No person will be appointed as a Director if, having exceeded seventy-five (75) years of age, his or her appointment would result in more than one-third of the members of the Board of Directors having exceeded that age.
If this limit is reached, the oldest Director will be considered to have resigned automatically at the end of the ordinary annual shareholders’ meeting approving the financial statements for the past fiscal year and held in the year in which this one-third limit was reached.
ARTICLE 15
CHAIRMAN OF THE BOARD OF DIRECTORS
The Board of Directors will elect from among its members a chairman (the “Chairman”) who will be an individual, failing which the appointment will be null and void. It determines the term of office of the Chairman, which may not exceed his or her term of office as a Director and may revoke him or her at any time. He or she may be re-elected.
The Board of Directors determines his or her compensation in accordance with the conditions set by law.
The Chairman of the Board of Directors may not be older than seventy-five (75) years of age. If the Chairman reaches this age limit during the term of office as Chairman, he or she is deemed to have resigned automatically. However, his or her term of office will extend until the next meeting of the Board of Directors at which his or her successor will be appointed.
In the event of a temporary impediment or the death of the Chairman, the Board of Directors may delegate a Director to perform the duties of the Chairman.
In the event of a temporary impediment, this delegation is granted for a limited period. It is renewable. In the event of death, it is valid until the election of the new Chairman.
The Chairman of the Board of Directors organizes and directs the work of the Board of Directors and reports to the shareholders’ meeting. The Chairman oversees the proper functioning of the Company’s governing bodies and ensures, in particular, that the Directors are able to carry out their duties.
ARTICLE 16
ORGANIZATION AND DELIBERATIONS OF THE BOARD OF DIRECTORS
| 1. | Meetings of the Board of Directors |
The Board of Directors meets as often as the interest of the Company requires.
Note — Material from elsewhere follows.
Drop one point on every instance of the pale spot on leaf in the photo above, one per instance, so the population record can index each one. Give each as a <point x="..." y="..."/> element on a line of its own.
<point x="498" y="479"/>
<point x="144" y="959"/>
Directors are convened to Board of Directors meetings by the Chairman by any written means, including electronic mail. The chief executive officer of the Company (the “CEO”) may also ask the Chairman to convene the Board of Directors on a specific agenda.
Directors representing at least one-third of the members of the Board of Directors may validly convene the Board, by any written means, if it has not met for more than two (2) months, indicating the agenda for the meeting.
When a works council has been formed, the representatives of the said works council, appointed in accordance with the provisions of the French Labor Code, must be called to all meetings of the Board of Directors.